In particolare, la scansione del cervello non ci dice nulla circa la maggioranza delle persone che cessano, riducono o lottano per cessare la dipendenza e infine hanno successo, il che è, in sostanza, l’unica cosa che vogliamo sapere. Questo processo può essere conosciuto solo soggettivamente, in termini di valori, finalità, motivazione, e opzioni della persona, come ho descritto nel mio libro del 2014 (scritto con Ilse Thompson) “Recover! Stop Thinking Like an Addict”.

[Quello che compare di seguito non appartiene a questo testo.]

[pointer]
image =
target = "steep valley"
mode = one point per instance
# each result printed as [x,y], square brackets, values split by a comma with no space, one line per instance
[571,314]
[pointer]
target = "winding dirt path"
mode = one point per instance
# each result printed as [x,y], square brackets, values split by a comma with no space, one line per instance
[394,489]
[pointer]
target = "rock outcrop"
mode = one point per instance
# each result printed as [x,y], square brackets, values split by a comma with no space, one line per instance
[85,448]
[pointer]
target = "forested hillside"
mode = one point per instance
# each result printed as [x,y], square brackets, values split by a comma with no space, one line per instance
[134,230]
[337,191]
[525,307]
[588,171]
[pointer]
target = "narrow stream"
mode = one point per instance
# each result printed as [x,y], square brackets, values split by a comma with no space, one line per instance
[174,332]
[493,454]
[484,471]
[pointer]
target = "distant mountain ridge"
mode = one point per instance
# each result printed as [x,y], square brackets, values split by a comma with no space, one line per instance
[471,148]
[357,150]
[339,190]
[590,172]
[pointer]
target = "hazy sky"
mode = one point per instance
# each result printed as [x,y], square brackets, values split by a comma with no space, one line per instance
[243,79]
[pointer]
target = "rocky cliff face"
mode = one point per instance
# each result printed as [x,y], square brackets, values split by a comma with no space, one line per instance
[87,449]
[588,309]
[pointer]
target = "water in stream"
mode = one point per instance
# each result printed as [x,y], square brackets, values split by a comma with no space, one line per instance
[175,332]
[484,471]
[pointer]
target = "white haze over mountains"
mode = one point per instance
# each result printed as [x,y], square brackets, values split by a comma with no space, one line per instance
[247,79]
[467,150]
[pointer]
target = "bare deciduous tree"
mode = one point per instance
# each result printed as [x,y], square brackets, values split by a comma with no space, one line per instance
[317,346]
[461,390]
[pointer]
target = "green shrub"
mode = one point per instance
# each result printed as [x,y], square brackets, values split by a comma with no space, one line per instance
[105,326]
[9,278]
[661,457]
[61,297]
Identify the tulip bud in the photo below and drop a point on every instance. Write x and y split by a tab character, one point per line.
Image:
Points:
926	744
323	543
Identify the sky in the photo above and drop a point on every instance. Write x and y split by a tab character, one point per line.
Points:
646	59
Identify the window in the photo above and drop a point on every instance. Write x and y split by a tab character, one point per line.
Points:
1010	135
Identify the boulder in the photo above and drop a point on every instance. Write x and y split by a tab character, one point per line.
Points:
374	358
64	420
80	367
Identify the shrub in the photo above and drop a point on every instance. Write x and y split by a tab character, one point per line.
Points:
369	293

Le implicazioni pratiche sono inevitabili. Possiamo scrutare tutto quello che vogliamo nel cervello, come un folle dottor Frankenstein, e non ci avvicineremo di un millimetro all’obiettivo di aiutare le persone ad affrontare la gamma di dipendenze che devono fronteggiare. Abbiamo dimostrato la futilità dell’approccio basato sul cervello considerato come entità isolata milioni di volte. Non possiamo risolvere la dipendenza magicamente, prescindendo dalla coscienza degli individui e dall’esperienza vissuta dagli stessi in ambito sociale. Al contrario, abbiamo bisogno di utilizzare tali dimensioni dell’esperienza umana per rendere le persone più felici, farle sentire parte del mondo in cui vivono, e per far sì che si rendano conto che sono in grado di controllare la propria vita.
Il XXI secolo, piuttosto che introdurre qualche cura miracolosa per la dipendenza che agisca sul cervello, non può che riaffermare questa verità fondamentale.